Poor Catherine, she thought, following her into the shuttered sitting room.

“Wine,” Catherine said, heading for the kitchen, as Antonia again took in the shabby furniture and bookcases, which, she now noted, leaned at precarious angles. The floors sloped, as if the house were sliding off its foundation. The air held an odd, vegetative smell of mold and dust and broccoli gone bad. The whole house, it seemed to her, echoed with unhappy memories, which made her curious about what had happened there. What exactly had driven Wyatt out on that winter morning?

After handing a glass of wine to Antonia, Catherine said, “I'd fix us some dinner, but I'm out of everything. You make yourself comfortable, while I run up to the store. I'll only be a minute,” and then she was gone.

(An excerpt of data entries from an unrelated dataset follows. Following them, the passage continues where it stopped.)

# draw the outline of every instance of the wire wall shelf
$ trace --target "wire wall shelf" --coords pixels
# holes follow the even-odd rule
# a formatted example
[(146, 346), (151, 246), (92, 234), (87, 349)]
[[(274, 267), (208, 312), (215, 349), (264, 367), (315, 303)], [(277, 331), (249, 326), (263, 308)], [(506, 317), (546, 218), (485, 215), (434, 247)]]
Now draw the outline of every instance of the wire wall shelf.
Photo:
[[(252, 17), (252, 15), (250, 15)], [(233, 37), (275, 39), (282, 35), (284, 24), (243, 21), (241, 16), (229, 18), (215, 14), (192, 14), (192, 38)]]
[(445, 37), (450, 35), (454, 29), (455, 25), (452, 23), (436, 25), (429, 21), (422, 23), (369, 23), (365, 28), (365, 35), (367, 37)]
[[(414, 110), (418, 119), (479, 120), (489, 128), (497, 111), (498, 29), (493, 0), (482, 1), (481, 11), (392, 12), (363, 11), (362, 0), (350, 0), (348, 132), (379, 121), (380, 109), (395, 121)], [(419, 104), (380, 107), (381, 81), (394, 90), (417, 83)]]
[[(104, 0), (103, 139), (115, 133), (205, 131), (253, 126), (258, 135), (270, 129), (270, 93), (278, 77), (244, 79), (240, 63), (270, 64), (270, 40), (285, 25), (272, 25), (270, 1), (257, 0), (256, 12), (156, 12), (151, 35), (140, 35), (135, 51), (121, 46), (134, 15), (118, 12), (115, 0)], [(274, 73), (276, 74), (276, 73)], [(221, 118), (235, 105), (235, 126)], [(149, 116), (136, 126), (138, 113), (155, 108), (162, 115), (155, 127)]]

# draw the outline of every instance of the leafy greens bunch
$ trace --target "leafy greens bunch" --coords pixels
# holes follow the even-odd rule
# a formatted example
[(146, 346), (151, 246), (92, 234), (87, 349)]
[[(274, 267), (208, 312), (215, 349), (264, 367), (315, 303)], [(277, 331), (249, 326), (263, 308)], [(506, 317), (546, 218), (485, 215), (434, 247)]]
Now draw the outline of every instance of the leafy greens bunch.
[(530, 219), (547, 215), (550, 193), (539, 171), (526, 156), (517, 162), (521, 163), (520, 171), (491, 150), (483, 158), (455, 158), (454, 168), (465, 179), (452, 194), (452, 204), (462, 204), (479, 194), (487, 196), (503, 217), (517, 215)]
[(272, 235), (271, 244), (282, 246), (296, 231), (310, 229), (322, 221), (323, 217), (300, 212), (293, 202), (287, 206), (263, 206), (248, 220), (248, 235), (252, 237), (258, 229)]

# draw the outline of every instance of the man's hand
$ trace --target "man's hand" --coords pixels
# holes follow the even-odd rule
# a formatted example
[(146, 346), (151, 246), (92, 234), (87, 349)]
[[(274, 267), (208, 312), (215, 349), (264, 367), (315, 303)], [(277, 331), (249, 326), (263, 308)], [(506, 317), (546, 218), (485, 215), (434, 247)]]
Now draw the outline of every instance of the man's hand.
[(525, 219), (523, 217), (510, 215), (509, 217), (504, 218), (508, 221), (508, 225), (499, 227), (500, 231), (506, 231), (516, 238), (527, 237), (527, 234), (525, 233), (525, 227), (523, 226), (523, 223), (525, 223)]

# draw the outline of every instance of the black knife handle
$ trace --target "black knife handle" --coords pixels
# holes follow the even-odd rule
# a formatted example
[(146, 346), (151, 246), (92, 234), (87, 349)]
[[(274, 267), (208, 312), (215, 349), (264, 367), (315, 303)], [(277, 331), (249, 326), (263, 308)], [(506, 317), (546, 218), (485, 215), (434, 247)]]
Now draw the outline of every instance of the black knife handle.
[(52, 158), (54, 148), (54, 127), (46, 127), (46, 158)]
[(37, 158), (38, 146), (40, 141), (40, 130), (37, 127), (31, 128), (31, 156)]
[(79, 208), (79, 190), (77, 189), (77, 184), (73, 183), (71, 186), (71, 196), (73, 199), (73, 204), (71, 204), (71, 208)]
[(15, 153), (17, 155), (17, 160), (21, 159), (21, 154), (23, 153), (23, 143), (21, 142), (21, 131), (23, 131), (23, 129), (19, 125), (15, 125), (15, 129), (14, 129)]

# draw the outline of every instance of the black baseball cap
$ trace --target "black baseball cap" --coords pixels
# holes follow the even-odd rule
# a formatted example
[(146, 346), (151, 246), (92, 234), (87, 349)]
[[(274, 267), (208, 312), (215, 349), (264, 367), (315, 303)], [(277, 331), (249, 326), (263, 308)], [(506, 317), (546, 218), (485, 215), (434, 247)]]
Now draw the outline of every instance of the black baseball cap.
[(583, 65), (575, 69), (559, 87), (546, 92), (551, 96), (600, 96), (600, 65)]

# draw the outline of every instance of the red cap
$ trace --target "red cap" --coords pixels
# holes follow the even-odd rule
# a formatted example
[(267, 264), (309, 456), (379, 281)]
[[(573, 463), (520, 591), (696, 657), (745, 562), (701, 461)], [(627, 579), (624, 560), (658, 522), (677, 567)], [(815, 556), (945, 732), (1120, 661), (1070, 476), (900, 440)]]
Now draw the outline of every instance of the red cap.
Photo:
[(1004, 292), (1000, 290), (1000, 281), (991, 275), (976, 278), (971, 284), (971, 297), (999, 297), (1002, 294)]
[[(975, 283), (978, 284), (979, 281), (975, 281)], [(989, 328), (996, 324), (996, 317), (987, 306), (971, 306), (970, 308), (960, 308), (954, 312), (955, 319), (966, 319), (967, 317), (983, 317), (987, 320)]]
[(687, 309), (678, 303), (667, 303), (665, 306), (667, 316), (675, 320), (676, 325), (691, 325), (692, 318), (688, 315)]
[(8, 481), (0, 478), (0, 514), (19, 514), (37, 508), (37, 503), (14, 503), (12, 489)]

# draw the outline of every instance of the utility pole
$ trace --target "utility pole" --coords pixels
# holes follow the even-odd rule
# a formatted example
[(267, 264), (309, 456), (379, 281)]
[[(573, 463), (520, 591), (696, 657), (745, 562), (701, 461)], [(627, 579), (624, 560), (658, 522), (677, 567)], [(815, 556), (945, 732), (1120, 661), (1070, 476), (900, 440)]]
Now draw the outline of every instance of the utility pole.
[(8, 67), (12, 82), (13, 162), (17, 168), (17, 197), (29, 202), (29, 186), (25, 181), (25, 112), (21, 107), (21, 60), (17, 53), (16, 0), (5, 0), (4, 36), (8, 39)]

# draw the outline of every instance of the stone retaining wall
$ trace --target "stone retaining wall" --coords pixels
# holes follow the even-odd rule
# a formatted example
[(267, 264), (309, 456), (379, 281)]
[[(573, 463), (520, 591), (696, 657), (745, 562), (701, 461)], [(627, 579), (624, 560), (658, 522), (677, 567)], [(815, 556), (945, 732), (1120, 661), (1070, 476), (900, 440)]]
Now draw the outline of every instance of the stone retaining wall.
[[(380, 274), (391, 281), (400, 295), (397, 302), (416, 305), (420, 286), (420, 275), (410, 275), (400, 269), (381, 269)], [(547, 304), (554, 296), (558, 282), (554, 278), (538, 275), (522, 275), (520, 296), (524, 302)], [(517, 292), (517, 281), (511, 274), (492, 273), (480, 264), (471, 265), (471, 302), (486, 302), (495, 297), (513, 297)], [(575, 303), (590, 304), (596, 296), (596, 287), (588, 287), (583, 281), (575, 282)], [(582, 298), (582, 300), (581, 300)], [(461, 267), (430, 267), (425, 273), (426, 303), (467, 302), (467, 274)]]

Antonia almost went out on the deck, but instead sat down on the sofa, observing the room differently, with eyes that now saw more than they had on that first afternoon back in June. The circumstances surrounding Wyatt Strayed's death had always intrigued her, mostly because she had been such a huge fan of his novel. She had come to the house to see where Wyatt had lived. The spontaneous lie she'd told Catherine about Henry sending her had been just that—a lie. Still, the moment she'd uttered Henry's name and had seen Catherine stiffen, she had surmised that something more was going on. Just a tiny moment between them, it had sparked Antonia's imagination. She had never agreed with Henry's review of
The Last Cigarette
and knew that if he just read the novel again, he'd change his mind about it. She'd left the novel for him anonymously in his mailbox at Columbia, never once alluding to it. She'd had no idea then that he'd not only change his mind but also recant all the negative things he'd said. Henry's essay had deepened her curiosity about Wyatt. Had it really been a suicide, as the papers reported, or something more sinister?